Day Hike - Longs Pass & Iron Peak Loop

Adventurous loop hike in the Teanaway. Two fords of Ingalls Creek and 50' of scrambling below Longs Pass.

  • Road suitable for all vehicles
  • Trail descending from Longs Pass towards Stuart is more of a climber's path than a trail. The path is not obvious at first glance from the pass. The first 50' below the pass is a scramble on loose rock. Below that it would have been easier with snow to plunge-step down. Snow was all melted so we had to carefully pick our way down the steep "trail" which includes slippery dirt, loose rocks, mud, boulder hopping and high root steps.
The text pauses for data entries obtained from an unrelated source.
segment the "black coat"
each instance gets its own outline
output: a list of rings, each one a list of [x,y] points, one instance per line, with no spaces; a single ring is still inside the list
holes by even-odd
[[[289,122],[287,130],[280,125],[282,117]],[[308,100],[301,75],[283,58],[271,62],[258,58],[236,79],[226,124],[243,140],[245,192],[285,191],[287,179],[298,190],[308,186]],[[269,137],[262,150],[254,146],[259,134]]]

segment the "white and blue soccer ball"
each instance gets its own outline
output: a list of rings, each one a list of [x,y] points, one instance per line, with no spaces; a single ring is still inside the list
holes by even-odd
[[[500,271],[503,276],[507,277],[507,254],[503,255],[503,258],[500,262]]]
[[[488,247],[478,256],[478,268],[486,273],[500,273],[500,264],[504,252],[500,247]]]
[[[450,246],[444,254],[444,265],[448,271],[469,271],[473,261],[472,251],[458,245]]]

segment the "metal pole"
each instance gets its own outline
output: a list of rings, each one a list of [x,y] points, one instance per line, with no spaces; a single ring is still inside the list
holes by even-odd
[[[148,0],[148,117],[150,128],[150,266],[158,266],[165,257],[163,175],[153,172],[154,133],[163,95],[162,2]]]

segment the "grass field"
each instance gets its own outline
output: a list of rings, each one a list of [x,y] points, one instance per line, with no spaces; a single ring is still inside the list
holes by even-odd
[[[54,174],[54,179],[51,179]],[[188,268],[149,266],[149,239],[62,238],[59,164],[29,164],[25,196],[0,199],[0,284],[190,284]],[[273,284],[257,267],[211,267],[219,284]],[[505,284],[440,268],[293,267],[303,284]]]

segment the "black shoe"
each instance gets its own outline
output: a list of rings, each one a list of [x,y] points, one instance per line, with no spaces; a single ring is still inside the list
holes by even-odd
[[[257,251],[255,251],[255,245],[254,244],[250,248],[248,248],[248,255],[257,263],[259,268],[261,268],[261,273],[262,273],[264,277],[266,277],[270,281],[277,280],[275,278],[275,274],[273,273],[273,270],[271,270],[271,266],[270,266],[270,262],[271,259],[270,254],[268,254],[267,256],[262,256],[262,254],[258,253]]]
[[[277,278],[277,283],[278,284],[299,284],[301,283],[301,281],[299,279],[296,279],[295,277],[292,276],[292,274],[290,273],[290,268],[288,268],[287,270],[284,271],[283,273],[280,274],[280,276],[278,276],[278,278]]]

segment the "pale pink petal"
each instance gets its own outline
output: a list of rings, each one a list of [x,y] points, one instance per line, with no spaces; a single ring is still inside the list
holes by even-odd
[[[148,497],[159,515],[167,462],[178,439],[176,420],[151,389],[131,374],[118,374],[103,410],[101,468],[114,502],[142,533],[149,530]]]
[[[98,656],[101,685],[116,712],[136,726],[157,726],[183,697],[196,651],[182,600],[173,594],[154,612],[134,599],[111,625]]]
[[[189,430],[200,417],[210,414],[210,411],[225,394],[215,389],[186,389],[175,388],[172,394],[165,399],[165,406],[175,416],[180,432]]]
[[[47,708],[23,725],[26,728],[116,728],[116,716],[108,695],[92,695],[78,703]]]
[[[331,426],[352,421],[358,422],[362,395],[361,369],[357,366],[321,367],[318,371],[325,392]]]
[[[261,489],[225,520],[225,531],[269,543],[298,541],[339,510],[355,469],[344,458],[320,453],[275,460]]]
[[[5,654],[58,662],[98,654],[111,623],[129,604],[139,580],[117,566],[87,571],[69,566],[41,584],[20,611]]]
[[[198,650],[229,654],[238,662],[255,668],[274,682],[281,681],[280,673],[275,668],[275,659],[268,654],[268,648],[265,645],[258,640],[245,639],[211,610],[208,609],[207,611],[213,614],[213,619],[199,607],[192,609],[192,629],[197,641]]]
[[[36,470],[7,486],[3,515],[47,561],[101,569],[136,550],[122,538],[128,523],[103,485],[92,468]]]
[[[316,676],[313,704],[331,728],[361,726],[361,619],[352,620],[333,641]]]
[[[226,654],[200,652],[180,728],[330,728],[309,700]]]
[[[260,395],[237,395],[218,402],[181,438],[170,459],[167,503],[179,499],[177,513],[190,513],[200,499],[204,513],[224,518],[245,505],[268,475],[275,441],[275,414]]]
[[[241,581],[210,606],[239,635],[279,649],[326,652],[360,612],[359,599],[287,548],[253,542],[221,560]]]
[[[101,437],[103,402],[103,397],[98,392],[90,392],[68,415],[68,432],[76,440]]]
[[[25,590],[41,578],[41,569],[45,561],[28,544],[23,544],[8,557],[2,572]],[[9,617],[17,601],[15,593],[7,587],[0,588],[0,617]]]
    There is a log across Ingalls at the bottom of the trail down from Longs Pass but it is quite high above the river and not very wide. Two of us elected to wade across the creek (knee deep) rather than risk falling off the log.

    The Turnpike trail that heads south from Ingalls trail is missing the foot log but the ford was short and easy, again knee-high water.

    Turnpike trail up to the saddle between Teanaway and Bill's peak was easy to follow. GT map says it is hard to follow but this is incorrect. Just a few minor blow downs easily skirted and the tread was obvious the whole way.


Hiked a clockwise loop going over Longs Pass, dropping to Ingalls Creek, down-valley along Ingalls Creek, then up the Turnpike trail to the saddle between Teanaway and Bill's peak. Dropped down to the Iron Peak trail, then up to the Iron Peak saddle, short jaunt out to the peak, then down the Iron Peak trail to North Fork Teanaway road, then following the trail that parallels the road back to the Esmerelda Basin TH.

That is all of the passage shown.